Instantes después apareció el monje tuerto, y el abad le pidió el relato de lo ocurrido en el debate.

-Ese hombre era un maleducado, empezó levantando un dedo recordándome que yo tenía solo un ojo; yo fui benevolente y levanté los dos dedos en señal de que él afortunadamente tenía los dos ojos, pero insistió en el insulto al levantar los tres dedos mostrando que entré él y yo teníamos tres ojos, así que le di un puñetazo. Entonces se levantó y se dio la vuelta sin decir nada.

Cielo e infierno cercanos

Un samurai fue a visitar a un viejo sabio para plantearle una duda que lo atormentaba.

-Señor, estoy aquí porque necesito saber si existen el infierno y el paraíso.

-¿Quién lo pregunta? -contestó el maestro.

-Un guerrero samurai.

-¿Tú un samuray? -se burló el maestro-. ¿Con esa cara de idiota que tienes?

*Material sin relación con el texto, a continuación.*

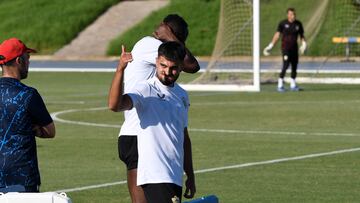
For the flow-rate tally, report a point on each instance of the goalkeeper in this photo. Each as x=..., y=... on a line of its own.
x=289, y=30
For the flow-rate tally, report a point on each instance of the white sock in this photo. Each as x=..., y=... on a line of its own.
x=280, y=83
x=292, y=83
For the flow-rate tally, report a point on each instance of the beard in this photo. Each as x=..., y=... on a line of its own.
x=166, y=81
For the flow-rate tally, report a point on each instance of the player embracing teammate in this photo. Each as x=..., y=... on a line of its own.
x=289, y=30
x=155, y=156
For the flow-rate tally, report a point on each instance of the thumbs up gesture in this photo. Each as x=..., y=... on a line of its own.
x=125, y=58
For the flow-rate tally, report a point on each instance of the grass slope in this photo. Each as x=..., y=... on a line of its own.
x=85, y=155
x=48, y=25
x=339, y=19
x=201, y=15
x=203, y=24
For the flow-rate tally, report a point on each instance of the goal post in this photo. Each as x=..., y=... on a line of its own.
x=235, y=61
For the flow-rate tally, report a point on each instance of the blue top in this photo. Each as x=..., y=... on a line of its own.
x=21, y=107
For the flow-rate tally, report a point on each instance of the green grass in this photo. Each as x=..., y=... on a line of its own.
x=201, y=16
x=336, y=26
x=84, y=155
x=48, y=25
x=204, y=22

El guerrero no daba crédito a lo que oía.

-Seguro que además de estúpido eres un cobarde -se mofó de nuevo.

La ira se adueñó del samurai que desenvainó instintivamente su sable.

-¡Ahora se abren las puertas del infierno! -gritó el anciano.

El guerrero comprendió de súbito la actitud del maestro y guardó su sable avergonzado.

-¡Ahora se abren las puertas del paraíso! -exclamó de nuevo el maestro.